Огриллон кинул ему взгляд, от которого свернулось бы молоко.
– Чертовски долгий путь ради трех чертовых лошадей. Особенно когда я голоден.
– Сиди здесь и не спускай с нее глаза.
– Он оглядел долгий извилистый путь вниз.
– Я хочу уйти отсюда без трупов за спиной. Но если тебе покажется, что я в беде - вали ее.
– Как скажешь, братишка.
Человек сошел между камней туда, где ждали конюший Кайласси и двое грумов с лошадьми.
– Она там, внизу, за первым поворотом, в середине табуна тысяч в десять голов. Иди в двенадцать.
Кайласси присвистнул.
– Уйма лошадей.
– Забудь о них. Нам нужны лишь наши. Мне. И Вере.
– Он скривился и махнул рукой.
– Вы знаете, о чем я. К югу есть спуск. Идите вниз медленно. Никуда по сторонам не лезьте. Прямо к Ястребинке, Кариллон и Фантом пойдут за ней. Ясно?
Конюший кивнул: - Может и так. А вы что будете делать?
Мужчина задумчиво сощурился. Солнце уже начинало клониться к закату.
– Я намерен потолковать с лошадиной ведьмой.
Он вышел из-за скалы пешком.
Сапоги шумели по осыпи меньше, чем могли бы конские копыта. Лишь пара голов поднялась, хотя все лошади знали, что он рядом: табун начал двигаться от него, расходясь и делясь естественно, как туча под ударом бриза. Он двигался медленнее их, позволяя сохранять желанную дистанцию.
Она сидела на коне в паре сотен ярдов, на той стороне долинки. Среди сорняков за ее спиной торчали острые камни цвета кости. Заходящее солнце набросило на ее лицо вуаль теней. Она смотрела в его сторону.
Он шел дальше. Тем же уверенным шагом. Давая ей достаточно времени подумать. Решить, не пора ли застесняться.
Она просто смотрела.
По порывам ветра он ясно понимал, куда движется табун вокруг: сухой хруст овсяницы в лошадиных зубах становился тише, пока не пропал совсем, зато нарастал нервный перестук копыт; чистый запах пережеванной травы уступил место мускусному поту и вони мочи.

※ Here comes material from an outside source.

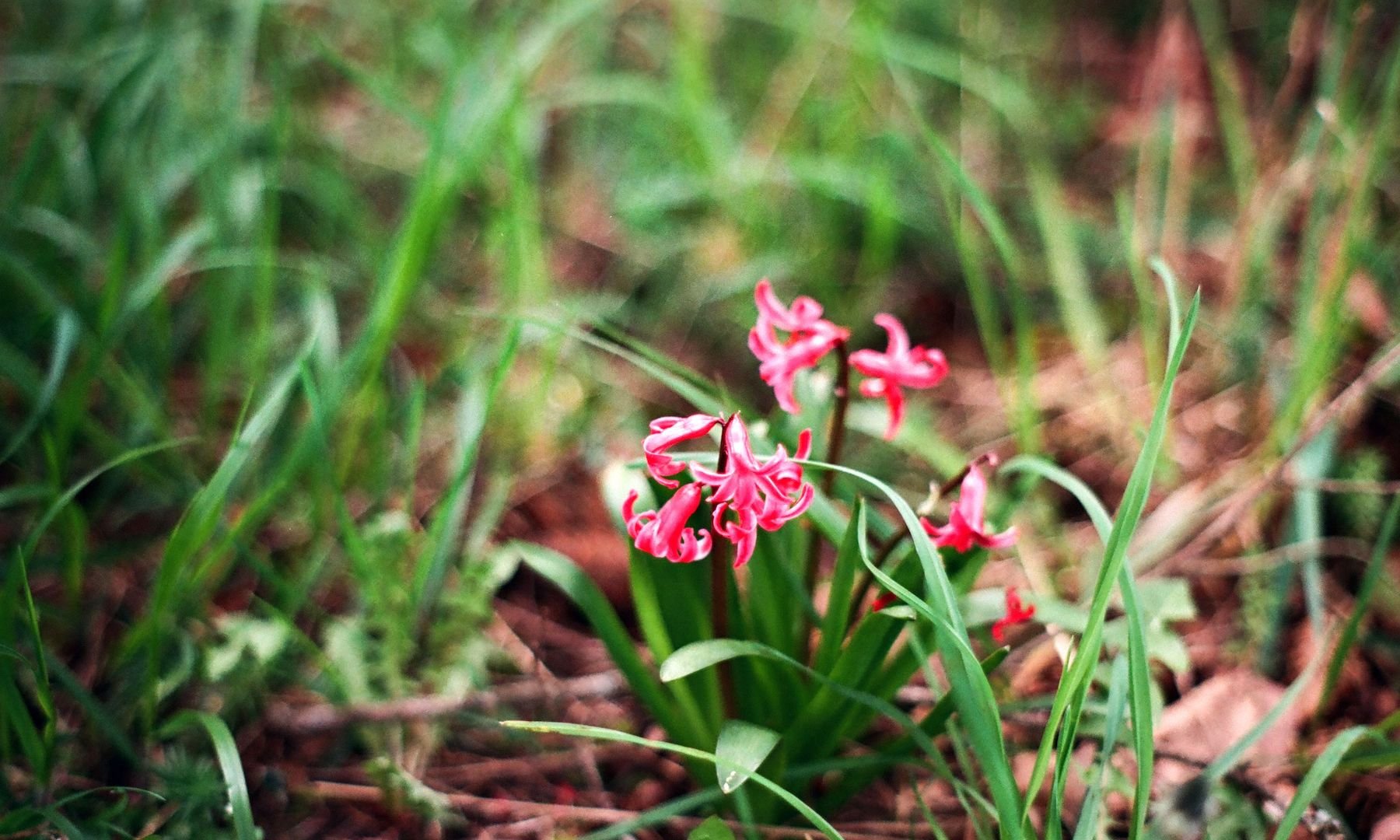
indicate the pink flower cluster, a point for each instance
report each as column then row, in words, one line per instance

Кайласси и его парни уже выехали на вид и начали пробираться по крутому спуску на дно оврага.
Ветер переменился, еще сильнее обозначив всадников. Табун начал сбиваться, как он и предвидел: лошади учуяли и запах Орбека.
Он подошел и стал там, где Орбек, по прикидкам, мог видеть и его, и ведьму.
– Эй, - сказал он тихо.
– У тебя есть имя?
Она не спеша повернула голову в одну сторону, в другую. Один глаз был карим, как у голубки, теплым и живым; второй блестел голубовато-серым льдом мертвенной зимы. Она оглядывала его так и эдак, словно решала, видят ли оба глаза одного человека.